Without realizing it, I turned my cup in my hands and watched the coffee slosh just as I’d seen Ernest do a few times. 

“Thanks, Ernest,” I said.  “Thanks for your confidence.”  Then, looking at him again, I asked, “Do you think He’s going to let me stay?  Do you think He’ll overlook the things I’ve done in my past life?”

“That I don’t know.  I don’t know all the sins or infractions you’ve committed.  We can never be sure about what He might do.  But the way I see it, He must have known about your past before sending me down here.”

“I sure hope you’re right.”

“I think I am.  I also think He could have found out about your writing capabilities on His own.  But He’s got a big heart.  Sure, He respects my opinion, and the feedback I give Him carries some weight, but I know, like I told you before, sending me here was a gift of sorts.  Three days ago was the fiftieth anniversary of . . . of what I did to myself in the vestibule of this very house.”

Ernest fell silent again.  He was painfully ruminating over that most desperate of all solutions he chose that July morning so long ago.  I said nothing.  I looked out at the swirling, rushing river before us.  Then I focused my eyes beyond it to the mountain peaks and said, “Are you ready to go inside?”

He cleared his throat then took his time getting his battered old body up from the bench.  Then in an uncharacteristically uncertain tone he said, “I’m as ready as I’ll ever be.

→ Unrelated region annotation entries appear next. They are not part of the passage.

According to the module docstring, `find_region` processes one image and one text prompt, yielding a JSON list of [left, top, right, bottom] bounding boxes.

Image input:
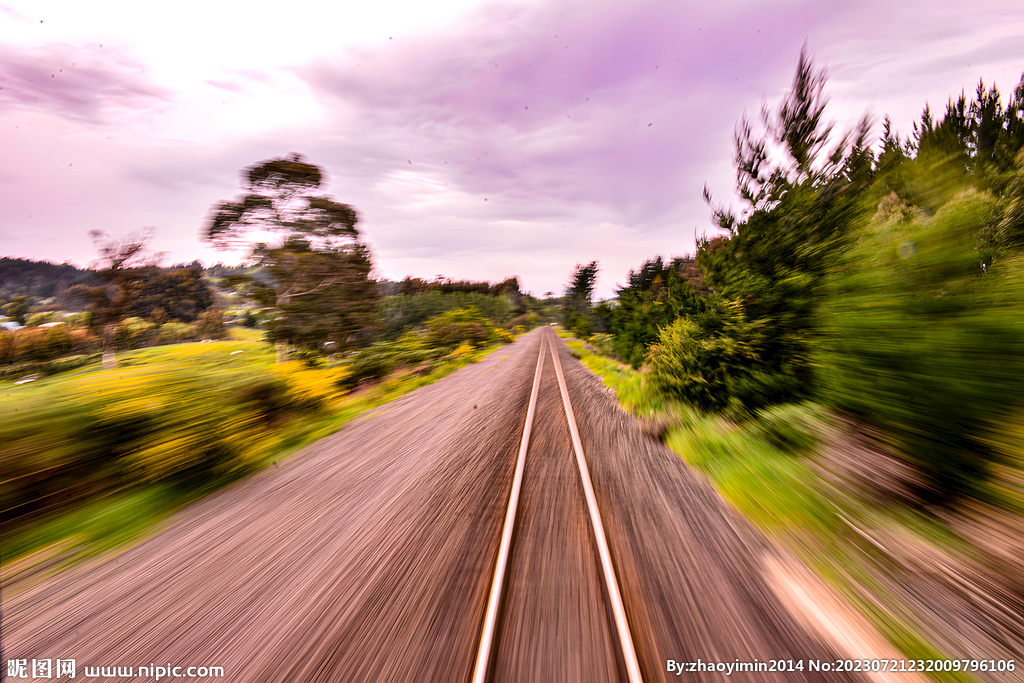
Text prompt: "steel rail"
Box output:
[[473, 338, 544, 683], [548, 334, 643, 683]]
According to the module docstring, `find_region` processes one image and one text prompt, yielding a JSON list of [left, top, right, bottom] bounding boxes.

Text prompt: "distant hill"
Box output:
[[0, 257, 99, 309]]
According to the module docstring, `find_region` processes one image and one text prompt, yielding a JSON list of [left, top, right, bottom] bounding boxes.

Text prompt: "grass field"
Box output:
[[559, 331, 995, 681], [0, 329, 507, 581]]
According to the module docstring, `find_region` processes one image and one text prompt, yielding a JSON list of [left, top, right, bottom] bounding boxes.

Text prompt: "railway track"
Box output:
[[0, 329, 857, 683], [471, 330, 643, 683]]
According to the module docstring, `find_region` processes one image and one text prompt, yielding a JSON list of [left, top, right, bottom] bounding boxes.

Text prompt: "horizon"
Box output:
[[0, 0, 1024, 298]]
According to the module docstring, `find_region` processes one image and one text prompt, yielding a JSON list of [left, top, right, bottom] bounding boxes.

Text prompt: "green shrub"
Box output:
[[816, 191, 1024, 503], [114, 317, 160, 351], [196, 309, 227, 339], [26, 312, 53, 328], [425, 306, 496, 348], [647, 302, 799, 416], [158, 323, 196, 344]]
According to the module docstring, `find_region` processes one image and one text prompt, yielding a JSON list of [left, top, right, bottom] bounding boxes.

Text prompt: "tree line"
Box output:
[[566, 52, 1024, 502]]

Let’s do it.”

Chapter 1
5

 

 

 

 

The side of the deck we were on sat on a small hill.  Ernest and I climbed over the railing then crab-walked down the steep slope.  Reaching the bottom he said, “We’ve got to go in the back door.  That’s what Mary used as the main entrance after I died.  She no longer would use the front entrance.  She didn’t want to walk through the foyer where I pulled both triggers that last morning.”

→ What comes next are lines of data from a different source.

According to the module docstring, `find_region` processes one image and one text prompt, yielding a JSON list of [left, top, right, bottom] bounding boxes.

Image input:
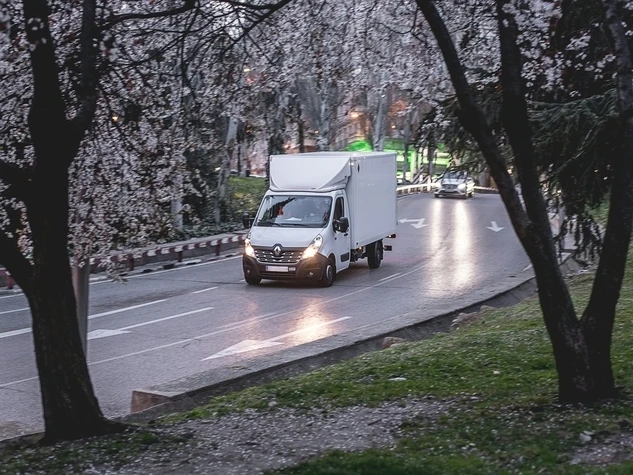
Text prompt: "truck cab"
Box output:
[[242, 153, 397, 286]]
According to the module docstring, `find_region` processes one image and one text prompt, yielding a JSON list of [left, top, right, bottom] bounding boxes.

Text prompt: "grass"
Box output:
[[0, 429, 187, 475], [229, 177, 267, 220], [165, 254, 633, 475], [0, 247, 633, 475]]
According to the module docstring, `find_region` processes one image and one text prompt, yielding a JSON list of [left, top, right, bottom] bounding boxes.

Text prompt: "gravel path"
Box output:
[[83, 400, 449, 475]]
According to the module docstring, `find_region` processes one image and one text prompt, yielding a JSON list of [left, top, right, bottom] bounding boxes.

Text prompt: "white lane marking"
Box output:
[[201, 317, 352, 361], [0, 292, 24, 300], [486, 221, 505, 233], [398, 218, 428, 229], [0, 299, 166, 338], [0, 328, 31, 338], [0, 249, 448, 388], [191, 287, 218, 294], [119, 307, 213, 331], [0, 307, 29, 315], [88, 299, 167, 320], [200, 340, 283, 361], [0, 376, 37, 388], [88, 307, 213, 340]]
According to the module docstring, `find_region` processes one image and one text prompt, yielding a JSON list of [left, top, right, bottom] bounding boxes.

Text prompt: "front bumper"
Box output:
[[435, 188, 466, 196], [242, 254, 328, 280]]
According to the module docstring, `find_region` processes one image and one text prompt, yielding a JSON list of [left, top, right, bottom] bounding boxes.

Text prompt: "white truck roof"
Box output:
[[270, 152, 395, 193]]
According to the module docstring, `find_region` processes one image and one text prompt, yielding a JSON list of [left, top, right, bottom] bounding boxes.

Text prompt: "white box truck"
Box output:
[[242, 152, 398, 287]]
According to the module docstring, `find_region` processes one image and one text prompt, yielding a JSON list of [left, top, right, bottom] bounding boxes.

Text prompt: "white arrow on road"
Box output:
[[398, 218, 428, 229], [201, 317, 352, 361], [88, 307, 213, 340], [487, 221, 504, 233]]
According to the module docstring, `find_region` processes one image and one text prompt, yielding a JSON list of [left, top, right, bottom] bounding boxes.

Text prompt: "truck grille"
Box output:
[[255, 249, 303, 264]]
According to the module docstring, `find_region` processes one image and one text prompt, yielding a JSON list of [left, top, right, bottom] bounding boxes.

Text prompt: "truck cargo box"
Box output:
[[270, 152, 398, 247]]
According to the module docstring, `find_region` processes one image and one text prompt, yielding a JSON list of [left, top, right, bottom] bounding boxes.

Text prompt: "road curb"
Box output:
[[120, 257, 580, 423]]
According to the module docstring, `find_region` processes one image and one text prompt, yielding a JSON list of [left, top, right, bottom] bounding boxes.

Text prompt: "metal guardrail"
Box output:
[[0, 181, 498, 290]]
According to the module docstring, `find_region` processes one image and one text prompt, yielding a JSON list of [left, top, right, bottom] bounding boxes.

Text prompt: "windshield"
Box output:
[[253, 195, 332, 228], [442, 171, 466, 180]]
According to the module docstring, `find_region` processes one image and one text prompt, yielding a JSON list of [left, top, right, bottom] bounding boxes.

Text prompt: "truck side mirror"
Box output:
[[334, 216, 349, 233], [242, 213, 255, 229]]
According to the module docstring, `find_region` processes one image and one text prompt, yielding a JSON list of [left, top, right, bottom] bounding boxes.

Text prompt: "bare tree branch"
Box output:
[[0, 160, 32, 200], [416, 0, 529, 238], [102, 0, 196, 30], [581, 0, 633, 350]]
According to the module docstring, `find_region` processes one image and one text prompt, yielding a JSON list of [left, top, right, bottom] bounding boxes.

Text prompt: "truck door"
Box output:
[[332, 195, 351, 272]]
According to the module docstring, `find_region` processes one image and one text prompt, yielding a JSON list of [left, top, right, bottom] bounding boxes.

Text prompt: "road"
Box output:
[[0, 194, 530, 438]]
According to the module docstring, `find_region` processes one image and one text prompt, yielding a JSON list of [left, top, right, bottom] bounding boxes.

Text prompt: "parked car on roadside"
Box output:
[[435, 170, 475, 199]]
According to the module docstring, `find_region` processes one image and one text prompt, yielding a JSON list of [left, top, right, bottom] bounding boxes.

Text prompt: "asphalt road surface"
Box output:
[[0, 194, 529, 439]]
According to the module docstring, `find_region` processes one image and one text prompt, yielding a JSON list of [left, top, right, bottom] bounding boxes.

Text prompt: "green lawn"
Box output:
[[167, 249, 633, 475], [229, 177, 267, 220], [0, 247, 633, 475]]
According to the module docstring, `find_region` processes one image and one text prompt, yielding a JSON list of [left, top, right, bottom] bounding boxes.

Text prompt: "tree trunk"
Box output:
[[427, 131, 436, 180], [417, 0, 596, 402], [27, 170, 122, 441], [581, 0, 633, 397]]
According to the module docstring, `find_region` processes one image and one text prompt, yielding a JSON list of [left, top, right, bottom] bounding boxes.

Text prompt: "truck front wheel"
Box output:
[[321, 258, 336, 287], [366, 241, 383, 269]]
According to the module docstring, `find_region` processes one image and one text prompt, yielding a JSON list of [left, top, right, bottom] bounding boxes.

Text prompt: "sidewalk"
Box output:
[[0, 230, 248, 291], [0, 184, 497, 290]]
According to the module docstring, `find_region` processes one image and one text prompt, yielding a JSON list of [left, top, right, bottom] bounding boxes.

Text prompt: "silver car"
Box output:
[[435, 170, 475, 199]]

Knowing there was nothing to say, I only nodded.  With but a single long shadow following us on the damp grass, we made our way to a door alongside a pile of seasoned firewood.  Ernest held onto the knob for a moment before turning it.  He stroked the door with his eyes from the bottom to the top then held his gaze there.  He took a deep breath and slowly released it.  Then he said, “Okay, here we go.” 

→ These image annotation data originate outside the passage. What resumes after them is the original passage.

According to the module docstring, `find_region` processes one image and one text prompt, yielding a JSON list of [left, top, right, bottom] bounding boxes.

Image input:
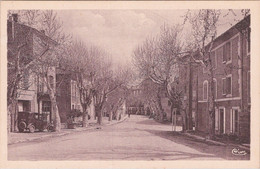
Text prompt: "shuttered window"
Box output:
[[226, 77, 232, 94]]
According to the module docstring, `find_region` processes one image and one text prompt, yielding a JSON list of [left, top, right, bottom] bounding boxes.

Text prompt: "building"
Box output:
[[126, 85, 144, 114], [56, 69, 95, 123], [195, 16, 251, 140], [177, 55, 200, 130], [7, 14, 57, 131]]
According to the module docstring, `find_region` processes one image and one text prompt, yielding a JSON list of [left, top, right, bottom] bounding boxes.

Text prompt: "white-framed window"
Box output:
[[213, 78, 218, 99], [246, 28, 251, 56], [202, 65, 207, 73], [223, 41, 232, 64], [215, 107, 226, 134], [247, 71, 251, 103], [222, 74, 232, 97], [226, 74, 232, 96], [222, 78, 226, 95], [230, 108, 239, 134], [203, 80, 208, 100]]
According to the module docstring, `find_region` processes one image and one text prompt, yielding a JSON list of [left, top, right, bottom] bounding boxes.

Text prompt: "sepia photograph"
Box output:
[[1, 2, 259, 168]]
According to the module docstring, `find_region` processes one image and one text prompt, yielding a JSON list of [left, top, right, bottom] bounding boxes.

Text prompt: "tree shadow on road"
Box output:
[[139, 129, 250, 160], [136, 119, 170, 126]]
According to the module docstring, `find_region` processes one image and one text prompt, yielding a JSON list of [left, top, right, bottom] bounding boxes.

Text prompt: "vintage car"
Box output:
[[18, 112, 54, 133]]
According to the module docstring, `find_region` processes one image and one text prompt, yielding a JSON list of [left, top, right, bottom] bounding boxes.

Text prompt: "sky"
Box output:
[[57, 10, 242, 65]]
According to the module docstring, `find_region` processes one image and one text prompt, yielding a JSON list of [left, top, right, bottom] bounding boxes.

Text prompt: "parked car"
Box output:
[[18, 112, 54, 133]]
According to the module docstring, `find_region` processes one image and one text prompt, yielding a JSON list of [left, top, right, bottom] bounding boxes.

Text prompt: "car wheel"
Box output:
[[18, 122, 26, 132], [28, 124, 35, 133], [18, 128, 24, 133], [47, 126, 54, 132]]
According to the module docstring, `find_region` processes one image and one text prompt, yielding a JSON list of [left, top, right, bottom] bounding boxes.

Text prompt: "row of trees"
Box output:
[[7, 10, 132, 131], [133, 9, 250, 138]]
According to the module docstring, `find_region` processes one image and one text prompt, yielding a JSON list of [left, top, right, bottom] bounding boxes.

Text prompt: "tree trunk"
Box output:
[[208, 66, 215, 139], [95, 107, 102, 125], [108, 111, 113, 121], [82, 105, 88, 127], [157, 92, 163, 121], [50, 90, 61, 132]]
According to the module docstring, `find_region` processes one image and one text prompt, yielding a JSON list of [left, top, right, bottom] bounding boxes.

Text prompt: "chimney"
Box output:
[[12, 13, 18, 22]]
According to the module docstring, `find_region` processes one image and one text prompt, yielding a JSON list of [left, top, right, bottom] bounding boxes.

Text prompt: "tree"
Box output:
[[8, 10, 70, 131], [93, 59, 131, 124], [133, 25, 182, 121], [61, 41, 100, 127]]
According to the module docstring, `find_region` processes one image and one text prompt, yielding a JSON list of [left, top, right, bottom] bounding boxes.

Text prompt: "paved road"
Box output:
[[8, 116, 248, 160]]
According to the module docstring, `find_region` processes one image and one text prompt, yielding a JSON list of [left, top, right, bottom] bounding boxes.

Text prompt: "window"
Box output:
[[21, 69, 30, 90], [215, 47, 223, 62], [247, 28, 251, 54], [218, 108, 225, 134], [49, 76, 54, 89], [210, 51, 217, 69], [222, 78, 226, 95], [230, 108, 239, 133], [192, 90, 196, 99], [213, 79, 218, 99], [247, 71, 251, 103], [203, 81, 208, 100], [42, 101, 51, 112], [38, 79, 43, 92], [223, 41, 231, 62], [222, 45, 227, 63], [226, 76, 232, 94]]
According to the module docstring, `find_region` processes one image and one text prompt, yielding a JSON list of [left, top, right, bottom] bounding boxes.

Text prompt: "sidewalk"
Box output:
[[180, 132, 250, 151], [8, 116, 127, 145], [151, 117, 250, 151]]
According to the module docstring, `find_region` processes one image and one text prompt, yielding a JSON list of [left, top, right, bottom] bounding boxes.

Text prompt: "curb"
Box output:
[[183, 133, 227, 146], [181, 133, 250, 151], [8, 116, 127, 145]]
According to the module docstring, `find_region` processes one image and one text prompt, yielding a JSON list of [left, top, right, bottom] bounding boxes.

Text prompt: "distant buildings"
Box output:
[[56, 69, 94, 123], [7, 14, 56, 131], [179, 16, 251, 140]]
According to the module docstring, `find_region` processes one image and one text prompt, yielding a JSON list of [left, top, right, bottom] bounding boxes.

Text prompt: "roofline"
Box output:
[[7, 20, 58, 45], [205, 15, 251, 48]]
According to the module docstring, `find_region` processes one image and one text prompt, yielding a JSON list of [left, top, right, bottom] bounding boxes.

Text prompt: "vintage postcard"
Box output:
[[0, 1, 260, 168]]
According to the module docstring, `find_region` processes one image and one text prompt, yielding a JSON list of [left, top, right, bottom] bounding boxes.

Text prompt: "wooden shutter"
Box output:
[[215, 109, 219, 130]]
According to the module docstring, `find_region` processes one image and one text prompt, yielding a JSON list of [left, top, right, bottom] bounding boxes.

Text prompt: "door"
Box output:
[[231, 109, 239, 134], [42, 101, 52, 122], [219, 108, 225, 134]]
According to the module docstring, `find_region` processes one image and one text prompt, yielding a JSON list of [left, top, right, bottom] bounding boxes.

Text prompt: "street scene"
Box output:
[[7, 9, 251, 161], [8, 115, 249, 160]]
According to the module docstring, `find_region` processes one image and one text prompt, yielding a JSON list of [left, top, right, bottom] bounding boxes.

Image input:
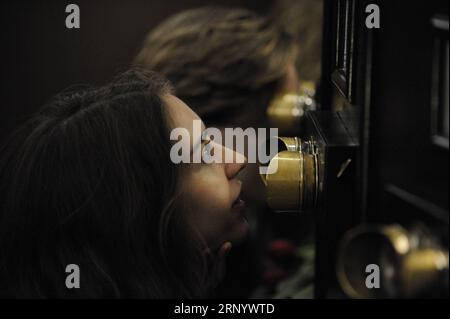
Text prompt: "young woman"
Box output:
[[134, 7, 300, 297], [0, 70, 248, 298]]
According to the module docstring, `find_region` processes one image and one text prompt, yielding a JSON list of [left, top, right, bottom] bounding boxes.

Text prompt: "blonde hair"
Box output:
[[134, 7, 295, 124]]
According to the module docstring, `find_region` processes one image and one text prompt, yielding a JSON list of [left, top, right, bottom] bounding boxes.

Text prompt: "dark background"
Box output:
[[0, 0, 273, 142]]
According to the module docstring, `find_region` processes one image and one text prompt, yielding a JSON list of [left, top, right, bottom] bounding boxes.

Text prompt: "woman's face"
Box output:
[[164, 95, 248, 251]]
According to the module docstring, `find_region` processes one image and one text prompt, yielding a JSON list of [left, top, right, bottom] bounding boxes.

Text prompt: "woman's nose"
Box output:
[[225, 149, 247, 179]]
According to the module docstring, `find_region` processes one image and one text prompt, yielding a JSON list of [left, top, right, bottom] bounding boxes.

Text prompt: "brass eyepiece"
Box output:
[[261, 137, 319, 213], [337, 225, 449, 298]]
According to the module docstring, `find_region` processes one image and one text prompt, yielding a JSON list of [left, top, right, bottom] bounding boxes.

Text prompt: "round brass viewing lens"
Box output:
[[337, 225, 448, 298], [261, 137, 318, 213]]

Ernest acted as if he hadn’t heard it, but the instant he turned that knob and gently pushed the door
in,
I heard the high-pitched cry of an eagle.  It was directly over our heads and not very high up.  Considering the intensity of this soul-stirring moment, I could only take a quick look at it.  I couldn’t tell the exact species of the bird, but it was an eagle.  And the real kicker was that it was all white—a pure white eagle.  Its body and wide, motionless wings were tinted pink in the sun’s early light, but it was definitely white.  Large like a bald eagle, it was even more majestic.  My memory was far from perfect, but I swore there was no such thing as a white eagle.  And as it glided in a circular pattern overhead, I noticed something else very peculiar.  One of its large yellow eyes was trained right on us.  As awestruck as I was, I still followed Ernest into the quiet house.  

The inside walls were a blonde wood, and just like Ernest’s other homes the furnishings were spare and uncluttered. 

“I want to go upstairs first.” he said without turning to me.

Patting the back of his shoulder, I said, “Go ahead.  I’ll wait down here.” 

He still didn’t turn around, but he thanked me.  And in that rolling gait of his, he lumbered across the thin carpet and up the stairs.

Slowly I ambled around the living room.  There were large picture windows on three of the walls.  They allowed plenty of light and views of the mountains that were to die for.  All the windows and light walls may have made the room feel airier than it actually was, but the ambience was still somber and funereal.  It felt as if I were standing in a well-lit mausoleum.  Then it got worse.